Court rules again: it's time for bargaining to begin

TEU has won another significant legal decision against the five polytechnic employers who are refusing to negotiate site based collective agreements.

Last month a full bench of the Employment Court ruled that Northtec, Unitec, Wintec, Bay of Plenty Polytechnic and Whitireia were required to negotiate site based collective agreements in good faith according to TEU's initiation notices. After losing this decision, the employers decided they wanted it appealed and sought a stay that would allow them to refuse to begin bargaining until a decision had been made as to whether or not the appeal would be allowed by the Appeal Court. The Court of Appeal heard the case on Tuesday 17 May and we await the decision.

The Employment Court heard the application for a stay last week and ruled, yet again, in favour of TEU.
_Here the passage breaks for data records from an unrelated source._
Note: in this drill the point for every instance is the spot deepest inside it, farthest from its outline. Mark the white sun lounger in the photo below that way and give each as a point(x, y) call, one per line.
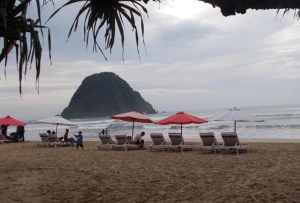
point(158, 142)
point(53, 140)
point(177, 142)
point(106, 141)
point(125, 143)
point(44, 140)
point(209, 142)
point(4, 139)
On behalf of the full Employment Court, Chief Judge Colgan said:

"To now stop the collective bargaining that the judgment permits, based on the union's bargaining initiations, would be to delay, perhaps significantly, the settlement of collective agreements. This would not accord with the statutory objectives of orderly bargaining and the prompt settlement of collective agreements."

Justice Colgan also strongly recommended that the employers cooperate with the TEU to begin the process of bargaining and to explain to staff the on-going litigation and its effects.

Also in Tertiary Update this week:

  1. Wintec management pockets student cash
  2. University of Auckland’s ranking at risk
  3. Opportunity the big tertiary education issue for the budget
  4. Other news

Wintec management pockets student cash

Wintec is making a profit at the expense of staff and students according to TEU national president Sandra Grey.

Wintec's recently released Annual Report for 2010 shows Wintec has nearly doubled its surplus from the previous year, from 1.4 million to 2.7 million. However, in doing so it has increased domestic student fees (per EFTS) from $2900 to $3700: a rise of 28 percent. It has also increased the student: staff ratio over the last two years from 17.8:1 to 19.0:1.

"Students at Wintec are paying much higher fees than they were in 2008 or 2009 but in return they have got bigger classes and staff with higher workloads."

Dr Grey says that given the workload pressure that staff at Wintec are facing it is interesting to read in the 2008 Wintec Annual Report that the percentage of staff working above their timetabled teaching hours (TTH or workload) target was not reported on because a baseline was yet to be established. Two years later, in this most recent report, Wintec has still not captured any data or set itself a performance target for the number of staff working above their timetabled teaching hours (TTH) or workload target.

"Wintec students will be worried that their institution's inability to engage with its own staff is making it harder for them to study. Massive increases in fees, larger class sizes and staff with no significant pay rises and growing workloads is a recipe that could harm the institution's brand," said Dr Grey.

University of Auckland’s ranking at risk

More than 300 academic staff at the University of Auckland, including over 90 professors and associate professors so far, have pledged not to submit their research portfolios to management as part of an on-going dispute over control of their academic working conditions.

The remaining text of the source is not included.